Sustainable packaging practices and being mindful about returns have been flagged off by Kuehne+Nagel’s recent feature in November, where the freight forwarder flagged off the emergence of ‘recommerce’ as a practice gaining ground.

According to Invesp, 62% of shoppers are more likely to shop online if they can return an item in-store. On an average, 30% of items purchased online are returned versus only around 8% of items bought in a physical store.

“As a response to the issue of the high return rate in the fashion segment, the circular economy practice of ‘recommerce’ market is gaining ground. As Value Added Services for several e-commerce customers, Kuehne+Nagel's teams carefully check, clean, and categorize all returns to either put them back in stock if they are in perfect condition or put them aside for resale at a cheaper price (the latter would constitute ‘recommerce’),” cites the Kuehne+Nagel feature.

Batting for traceability in the air cargo supply chain to build up sustainability, Minesh Pore says, “Large industries must invest more in traceability so that consumers can buy sustainable clothes. After all, traceability not only benefits the company but ensures a fair commitment to the entire supply chain. There are several technological tools that help in the implementation of traceability in the fashion industry, such as QR barcodes. Traceability software and technology tools help in the collection and management of data in order to help improve product quality, security, and safety throughout the supply chain. The expectation is that consumers affected by this crisis will now be more conscientious about consumption. And they will also be able to consider sustainability in their purchasing decisions even more than before.”

Slow fashion
-The pandemic which saw a decrease in production, canceling of orders, and stopped payments had also affected the yearly fashion ‘season calendar’, leading to a deliberate move towards slow fashion and the use of already manufactured products. A positive alternative for the future of the post-pandemic supply chain is that consumers are going after sustainable products and sustainability seeks to empower supply chain workers.

Harking back to the beginnings of slow fashion during the pandemic, Minesh Pore says, “Clothing companies initially vouched for expensive air freight to move goods out of China which could not have moved out before the curfew restrictions kicked in. However, by the end of 2020, the companies took a turn and they canceled more than 60% of air freight shipments. For some shipments, they would have paid a whopping five times the previous year’s price on the spot market. The reason being “slower, better”, as there are still movements and no air halt customs to disrupt the movement.”

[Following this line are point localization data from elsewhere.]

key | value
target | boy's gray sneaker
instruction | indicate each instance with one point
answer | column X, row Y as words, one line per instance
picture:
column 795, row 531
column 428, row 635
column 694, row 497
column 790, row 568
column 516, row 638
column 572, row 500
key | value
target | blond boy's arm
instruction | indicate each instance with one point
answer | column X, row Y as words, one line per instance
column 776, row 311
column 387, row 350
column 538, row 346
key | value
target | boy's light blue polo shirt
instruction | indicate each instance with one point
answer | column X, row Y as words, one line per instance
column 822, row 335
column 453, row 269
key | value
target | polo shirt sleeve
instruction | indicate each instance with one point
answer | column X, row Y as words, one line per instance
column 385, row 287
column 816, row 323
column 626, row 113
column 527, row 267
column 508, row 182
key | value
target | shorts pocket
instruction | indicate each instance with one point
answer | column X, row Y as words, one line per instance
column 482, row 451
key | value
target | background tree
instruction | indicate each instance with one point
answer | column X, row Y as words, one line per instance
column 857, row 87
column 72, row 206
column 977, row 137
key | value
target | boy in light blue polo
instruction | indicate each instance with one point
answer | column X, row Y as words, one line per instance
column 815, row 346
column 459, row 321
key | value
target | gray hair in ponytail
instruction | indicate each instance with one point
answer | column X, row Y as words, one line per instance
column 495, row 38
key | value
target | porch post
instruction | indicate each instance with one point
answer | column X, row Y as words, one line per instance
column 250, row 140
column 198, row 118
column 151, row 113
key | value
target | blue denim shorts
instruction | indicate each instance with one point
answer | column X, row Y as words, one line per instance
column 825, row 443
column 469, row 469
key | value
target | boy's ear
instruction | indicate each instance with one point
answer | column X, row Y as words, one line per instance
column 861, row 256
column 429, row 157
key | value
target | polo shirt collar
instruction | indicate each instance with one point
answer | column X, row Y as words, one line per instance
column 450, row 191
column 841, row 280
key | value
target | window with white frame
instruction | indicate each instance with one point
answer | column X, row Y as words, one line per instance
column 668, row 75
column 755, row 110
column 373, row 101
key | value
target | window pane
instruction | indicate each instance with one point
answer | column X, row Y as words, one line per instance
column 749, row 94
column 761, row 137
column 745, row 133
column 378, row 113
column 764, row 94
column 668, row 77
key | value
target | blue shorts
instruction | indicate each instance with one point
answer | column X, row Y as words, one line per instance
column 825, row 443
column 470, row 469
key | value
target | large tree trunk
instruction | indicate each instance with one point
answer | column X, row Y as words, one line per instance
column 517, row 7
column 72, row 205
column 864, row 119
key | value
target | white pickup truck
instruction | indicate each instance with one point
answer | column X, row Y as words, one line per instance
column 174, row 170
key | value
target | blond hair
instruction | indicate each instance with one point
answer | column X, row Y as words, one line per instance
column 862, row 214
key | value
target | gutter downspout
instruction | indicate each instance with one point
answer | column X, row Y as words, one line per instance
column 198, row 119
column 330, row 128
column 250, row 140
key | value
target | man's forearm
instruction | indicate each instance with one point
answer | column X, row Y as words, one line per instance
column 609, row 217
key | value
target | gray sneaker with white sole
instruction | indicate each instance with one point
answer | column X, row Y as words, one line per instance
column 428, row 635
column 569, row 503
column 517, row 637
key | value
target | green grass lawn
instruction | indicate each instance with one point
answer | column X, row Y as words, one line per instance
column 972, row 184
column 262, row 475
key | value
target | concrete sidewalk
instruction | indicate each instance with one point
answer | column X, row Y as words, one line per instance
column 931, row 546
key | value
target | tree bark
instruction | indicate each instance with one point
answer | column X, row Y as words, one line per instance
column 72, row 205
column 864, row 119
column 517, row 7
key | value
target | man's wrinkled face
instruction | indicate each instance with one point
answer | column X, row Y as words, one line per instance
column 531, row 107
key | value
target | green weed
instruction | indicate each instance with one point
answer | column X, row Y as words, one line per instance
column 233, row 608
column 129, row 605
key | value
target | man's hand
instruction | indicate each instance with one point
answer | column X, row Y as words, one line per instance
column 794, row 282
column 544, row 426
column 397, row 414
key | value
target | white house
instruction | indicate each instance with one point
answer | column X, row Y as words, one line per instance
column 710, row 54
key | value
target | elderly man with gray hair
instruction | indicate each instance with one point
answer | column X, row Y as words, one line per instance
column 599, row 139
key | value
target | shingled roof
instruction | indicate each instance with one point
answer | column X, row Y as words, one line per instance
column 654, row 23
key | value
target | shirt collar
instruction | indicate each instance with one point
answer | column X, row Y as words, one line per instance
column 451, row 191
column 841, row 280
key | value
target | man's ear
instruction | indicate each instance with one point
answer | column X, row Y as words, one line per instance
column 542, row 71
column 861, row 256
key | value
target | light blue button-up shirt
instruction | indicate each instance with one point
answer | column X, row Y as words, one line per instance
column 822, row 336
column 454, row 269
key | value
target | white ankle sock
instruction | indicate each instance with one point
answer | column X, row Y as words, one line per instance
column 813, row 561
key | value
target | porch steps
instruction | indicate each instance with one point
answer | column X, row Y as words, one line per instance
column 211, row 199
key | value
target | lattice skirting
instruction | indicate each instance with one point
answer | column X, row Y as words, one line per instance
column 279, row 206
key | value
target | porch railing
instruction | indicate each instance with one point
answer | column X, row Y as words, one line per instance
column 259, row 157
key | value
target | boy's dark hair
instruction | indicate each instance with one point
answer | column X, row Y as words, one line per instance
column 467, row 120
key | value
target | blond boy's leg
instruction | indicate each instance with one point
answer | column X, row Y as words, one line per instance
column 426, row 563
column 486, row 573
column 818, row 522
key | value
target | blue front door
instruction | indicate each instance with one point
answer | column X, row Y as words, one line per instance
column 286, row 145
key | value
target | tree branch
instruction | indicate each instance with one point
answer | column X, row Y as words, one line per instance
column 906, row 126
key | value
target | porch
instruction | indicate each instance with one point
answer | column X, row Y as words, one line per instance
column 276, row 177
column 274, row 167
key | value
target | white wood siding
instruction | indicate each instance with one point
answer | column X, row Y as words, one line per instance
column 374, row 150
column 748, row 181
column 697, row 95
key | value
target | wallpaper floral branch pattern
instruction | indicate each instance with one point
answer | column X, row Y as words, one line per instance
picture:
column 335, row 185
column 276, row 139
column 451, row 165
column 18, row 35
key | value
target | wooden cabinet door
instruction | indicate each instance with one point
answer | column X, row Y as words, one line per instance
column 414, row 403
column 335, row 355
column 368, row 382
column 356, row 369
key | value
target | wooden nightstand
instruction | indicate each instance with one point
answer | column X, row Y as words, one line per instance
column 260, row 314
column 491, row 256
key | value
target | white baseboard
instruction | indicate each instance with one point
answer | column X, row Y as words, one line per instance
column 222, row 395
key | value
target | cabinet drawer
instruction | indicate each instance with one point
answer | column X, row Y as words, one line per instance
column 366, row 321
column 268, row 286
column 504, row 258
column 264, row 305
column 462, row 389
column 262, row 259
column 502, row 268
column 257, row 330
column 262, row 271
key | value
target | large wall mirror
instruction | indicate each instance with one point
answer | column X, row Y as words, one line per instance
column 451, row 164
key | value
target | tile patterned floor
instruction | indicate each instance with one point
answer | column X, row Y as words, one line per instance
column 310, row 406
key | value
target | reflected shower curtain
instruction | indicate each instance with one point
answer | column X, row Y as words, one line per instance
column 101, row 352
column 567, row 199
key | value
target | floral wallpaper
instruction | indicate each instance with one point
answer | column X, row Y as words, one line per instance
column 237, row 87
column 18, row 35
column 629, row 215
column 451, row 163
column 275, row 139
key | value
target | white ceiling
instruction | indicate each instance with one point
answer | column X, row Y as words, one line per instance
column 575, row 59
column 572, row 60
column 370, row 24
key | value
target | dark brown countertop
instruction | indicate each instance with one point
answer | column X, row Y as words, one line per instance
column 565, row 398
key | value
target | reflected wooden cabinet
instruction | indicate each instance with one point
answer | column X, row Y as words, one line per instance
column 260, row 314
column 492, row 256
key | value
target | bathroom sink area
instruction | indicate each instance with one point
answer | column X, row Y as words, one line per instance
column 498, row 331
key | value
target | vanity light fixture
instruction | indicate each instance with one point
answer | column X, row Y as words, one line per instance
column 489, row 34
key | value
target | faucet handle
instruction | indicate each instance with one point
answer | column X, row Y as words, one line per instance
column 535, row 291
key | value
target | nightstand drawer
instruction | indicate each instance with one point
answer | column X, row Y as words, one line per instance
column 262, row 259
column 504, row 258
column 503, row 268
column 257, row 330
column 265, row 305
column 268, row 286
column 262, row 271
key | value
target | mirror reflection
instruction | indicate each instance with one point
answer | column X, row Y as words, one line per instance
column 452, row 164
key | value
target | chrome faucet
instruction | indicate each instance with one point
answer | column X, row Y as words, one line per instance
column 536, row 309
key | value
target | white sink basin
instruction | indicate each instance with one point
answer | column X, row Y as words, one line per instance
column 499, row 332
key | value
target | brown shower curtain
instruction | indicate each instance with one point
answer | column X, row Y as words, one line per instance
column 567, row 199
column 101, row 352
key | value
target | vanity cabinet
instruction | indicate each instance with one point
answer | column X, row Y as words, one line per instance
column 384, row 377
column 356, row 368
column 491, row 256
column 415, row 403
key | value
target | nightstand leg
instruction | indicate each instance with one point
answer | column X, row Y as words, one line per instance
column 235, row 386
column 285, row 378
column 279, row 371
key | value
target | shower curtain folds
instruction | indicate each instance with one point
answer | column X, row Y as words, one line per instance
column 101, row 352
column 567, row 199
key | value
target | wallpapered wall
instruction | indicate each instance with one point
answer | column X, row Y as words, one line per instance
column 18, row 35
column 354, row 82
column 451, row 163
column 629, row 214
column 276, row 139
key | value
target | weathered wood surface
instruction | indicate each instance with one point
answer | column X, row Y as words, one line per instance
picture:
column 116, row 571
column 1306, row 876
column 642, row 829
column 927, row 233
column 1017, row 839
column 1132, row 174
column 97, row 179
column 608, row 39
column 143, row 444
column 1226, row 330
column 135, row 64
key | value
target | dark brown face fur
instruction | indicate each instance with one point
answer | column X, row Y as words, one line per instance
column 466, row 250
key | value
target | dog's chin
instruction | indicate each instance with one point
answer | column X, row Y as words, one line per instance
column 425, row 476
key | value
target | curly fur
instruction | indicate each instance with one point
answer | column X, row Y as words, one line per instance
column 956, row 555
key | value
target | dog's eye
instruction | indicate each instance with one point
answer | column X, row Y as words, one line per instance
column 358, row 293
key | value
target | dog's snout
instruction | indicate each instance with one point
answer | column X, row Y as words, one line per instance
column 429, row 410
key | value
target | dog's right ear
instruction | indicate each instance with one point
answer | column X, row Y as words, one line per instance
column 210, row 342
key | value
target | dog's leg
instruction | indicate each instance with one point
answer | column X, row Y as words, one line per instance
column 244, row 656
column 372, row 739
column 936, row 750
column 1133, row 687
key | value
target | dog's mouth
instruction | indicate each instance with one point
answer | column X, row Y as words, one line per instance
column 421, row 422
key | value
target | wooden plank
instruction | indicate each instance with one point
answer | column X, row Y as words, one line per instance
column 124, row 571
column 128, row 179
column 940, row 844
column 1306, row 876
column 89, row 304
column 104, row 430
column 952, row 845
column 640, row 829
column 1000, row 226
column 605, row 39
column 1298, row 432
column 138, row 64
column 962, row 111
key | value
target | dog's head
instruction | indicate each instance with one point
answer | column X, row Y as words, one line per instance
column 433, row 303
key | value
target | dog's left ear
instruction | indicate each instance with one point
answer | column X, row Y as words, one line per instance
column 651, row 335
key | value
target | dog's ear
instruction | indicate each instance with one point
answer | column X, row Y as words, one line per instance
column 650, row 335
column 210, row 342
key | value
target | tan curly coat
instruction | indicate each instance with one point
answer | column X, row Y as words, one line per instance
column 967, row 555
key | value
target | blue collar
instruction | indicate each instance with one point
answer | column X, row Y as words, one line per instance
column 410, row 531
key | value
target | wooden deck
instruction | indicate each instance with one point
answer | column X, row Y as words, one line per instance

“Large industries must invest more in traceability so that consumers can buy sustainable clothes. After all, traceability not only benefits the company but ensures a fair commitment to the entire supply chain.”- Minesh Pore, BuyHive

Fashion supply chains are responsible for a large percentage of global greenhouse gas emissions. Sustainable fashion and its effect on the logistics and global supply chains were center stage at the recently concluded United Nations Climate Conference (COP 27) held in November 2022 at Sharm el-Sheikh, Egypt.

A move towards net zero transition, embracing the circularity model, investing in climate change and mitigation activities, and leveraging digital disruption to make their supply chains more robust and thereby empowering their workers were some major talking points that emerged as major goalposts for the fashion industry globally.